Geoffrey Peacock was knighted by the Queen ten years ago after organising the celebrations marking the silver jubilee celebrations. At the end of the second world war he presided over the war crimes court in Singapore.
Peacock was educated at Wellington and gained a scholarship in classics to Jesus College, Cambridge, where he rowed for the college. In 1939 he joined the Royal Artillery as a private soldier ending the war as a lieutenant -colonel in the Royal Lincolnshire regiment. After presiding over the war crimes court in Singapore he returned to civilian life and was called to the bar by the Inner Temple in 1948.
The following year he became a legal assistant in the solicitor's department of the Treasury, rising by 1958 to become the government's senior legal assistant. As a criminal specialist he was involved in a number of sensitive cases including the Profumo affair and an inquiry into the potentially disastrous landing of a plane of the Queen's Flight at Heathrow in 1959.
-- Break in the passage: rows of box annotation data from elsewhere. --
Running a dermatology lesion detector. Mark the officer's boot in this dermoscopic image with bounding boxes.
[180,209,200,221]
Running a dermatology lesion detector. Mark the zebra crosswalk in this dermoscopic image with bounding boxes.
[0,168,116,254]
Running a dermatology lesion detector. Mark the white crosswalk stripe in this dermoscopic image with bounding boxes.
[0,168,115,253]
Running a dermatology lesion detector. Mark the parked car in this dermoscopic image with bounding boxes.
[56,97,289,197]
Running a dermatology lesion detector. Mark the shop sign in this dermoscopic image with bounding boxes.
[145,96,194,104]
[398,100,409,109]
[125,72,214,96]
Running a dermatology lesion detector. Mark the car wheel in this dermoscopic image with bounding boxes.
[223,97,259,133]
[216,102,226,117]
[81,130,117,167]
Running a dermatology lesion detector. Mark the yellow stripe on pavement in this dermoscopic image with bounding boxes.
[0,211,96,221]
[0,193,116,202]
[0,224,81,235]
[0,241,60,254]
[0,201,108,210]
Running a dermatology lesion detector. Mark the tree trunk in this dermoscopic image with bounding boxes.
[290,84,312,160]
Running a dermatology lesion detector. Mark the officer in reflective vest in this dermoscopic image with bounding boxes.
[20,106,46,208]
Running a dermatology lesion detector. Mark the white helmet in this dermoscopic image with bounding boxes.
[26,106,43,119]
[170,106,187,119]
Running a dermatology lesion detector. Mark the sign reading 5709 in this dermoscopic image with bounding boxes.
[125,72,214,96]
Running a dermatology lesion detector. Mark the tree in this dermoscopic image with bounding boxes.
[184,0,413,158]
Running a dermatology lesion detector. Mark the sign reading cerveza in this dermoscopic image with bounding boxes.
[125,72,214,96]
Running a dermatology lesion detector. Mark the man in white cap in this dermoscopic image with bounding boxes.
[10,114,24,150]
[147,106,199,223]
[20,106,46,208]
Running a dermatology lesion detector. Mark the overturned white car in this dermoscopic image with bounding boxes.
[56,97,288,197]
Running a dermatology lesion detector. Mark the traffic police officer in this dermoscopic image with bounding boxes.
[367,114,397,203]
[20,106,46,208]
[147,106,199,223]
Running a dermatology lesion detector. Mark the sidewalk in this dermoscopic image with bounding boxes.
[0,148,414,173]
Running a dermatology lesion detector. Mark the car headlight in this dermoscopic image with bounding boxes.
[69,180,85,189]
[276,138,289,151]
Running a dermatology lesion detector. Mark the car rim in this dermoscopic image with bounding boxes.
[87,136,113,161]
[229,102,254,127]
It was in his services to the City of London that Peacock was perhaps best known. He entered the Pewterers' Company in 1942, becoming a member in 1969. In 1968 he was appointed the City's Remembrancer giving him responsibility for ceremonial organisation and liaison between the City, Parliament and the Lord Chamberlain's Office. He held this position until 1981 handling many state visits and the Queen's silver wedding celebrations as well the silver jubilee.
Peacock was widely acknowledged as one of the most unflappable masters of ceremony in the minefields of protocol. His coolness in emergencies coupled with his charm are believed to have assisted the City to defeat attempts by the then Labour controlled Greater London Council to abolish the corporation of the City of London by means of a private member's bill in 1977.
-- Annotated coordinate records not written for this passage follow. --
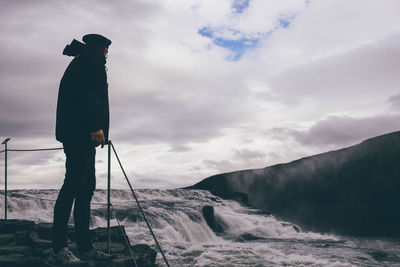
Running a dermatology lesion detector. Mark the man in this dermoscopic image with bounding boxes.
[49,34,111,264]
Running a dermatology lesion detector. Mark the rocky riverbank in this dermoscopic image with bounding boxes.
[0,220,157,267]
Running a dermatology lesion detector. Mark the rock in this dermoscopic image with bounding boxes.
[0,246,31,256]
[36,223,53,241]
[91,226,130,245]
[0,233,17,246]
[0,254,46,267]
[92,242,129,254]
[0,220,157,267]
[131,244,157,266]
[0,219,35,234]
[14,230,28,246]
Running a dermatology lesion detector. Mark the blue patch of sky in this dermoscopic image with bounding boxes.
[198,0,310,61]
[232,0,250,14]
[278,13,297,28]
[198,27,260,61]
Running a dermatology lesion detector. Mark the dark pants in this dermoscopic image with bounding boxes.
[53,141,96,251]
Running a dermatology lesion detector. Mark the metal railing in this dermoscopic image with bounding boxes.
[0,138,170,267]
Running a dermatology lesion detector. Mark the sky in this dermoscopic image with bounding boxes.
[0,0,400,189]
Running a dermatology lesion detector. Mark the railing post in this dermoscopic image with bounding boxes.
[1,138,11,222]
[107,140,111,254]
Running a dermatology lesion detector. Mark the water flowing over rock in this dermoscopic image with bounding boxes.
[188,132,400,237]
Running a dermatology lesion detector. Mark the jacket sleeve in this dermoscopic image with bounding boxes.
[84,60,106,132]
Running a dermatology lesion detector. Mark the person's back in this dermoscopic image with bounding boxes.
[56,45,109,142]
[49,34,111,265]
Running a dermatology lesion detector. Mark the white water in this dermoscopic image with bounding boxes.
[0,189,400,266]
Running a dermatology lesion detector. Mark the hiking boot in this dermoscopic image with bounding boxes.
[48,247,82,265]
[77,248,114,261]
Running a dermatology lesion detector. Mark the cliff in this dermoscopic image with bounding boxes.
[188,132,400,237]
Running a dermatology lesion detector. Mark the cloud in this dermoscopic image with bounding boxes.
[0,0,400,187]
[269,114,400,148]
[387,93,400,110]
[270,41,400,109]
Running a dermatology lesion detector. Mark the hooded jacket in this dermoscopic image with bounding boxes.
[56,48,109,143]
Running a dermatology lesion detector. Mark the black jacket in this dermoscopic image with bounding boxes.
[56,49,110,142]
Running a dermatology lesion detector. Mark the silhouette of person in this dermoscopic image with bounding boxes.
[49,34,111,264]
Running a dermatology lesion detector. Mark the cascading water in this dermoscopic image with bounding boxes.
[0,189,400,266]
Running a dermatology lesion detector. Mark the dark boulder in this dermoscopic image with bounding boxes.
[202,206,226,233]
Eight years later he played an influential role in preventing the Magistrates Courts Act from entirely abolishing the position of aldermen as magistrates. For his services to the Crown and the City he was made a CVO in 1977 and knighted in 1981. He was elected a master of the Pewterers' Company from 1985 to 1987.
Peacock was chairman and whipper-in of the Brighton and Storrington Foot Beagles and a member of the Chiddingfold and Leconfield Hunt.
He is survived by his wife, Gillian, whom he married in 1949, and by their two daughters.
Sir Geoffrey was the father of a friend, Jane Peacock, who married my old school-friend Tim Demery.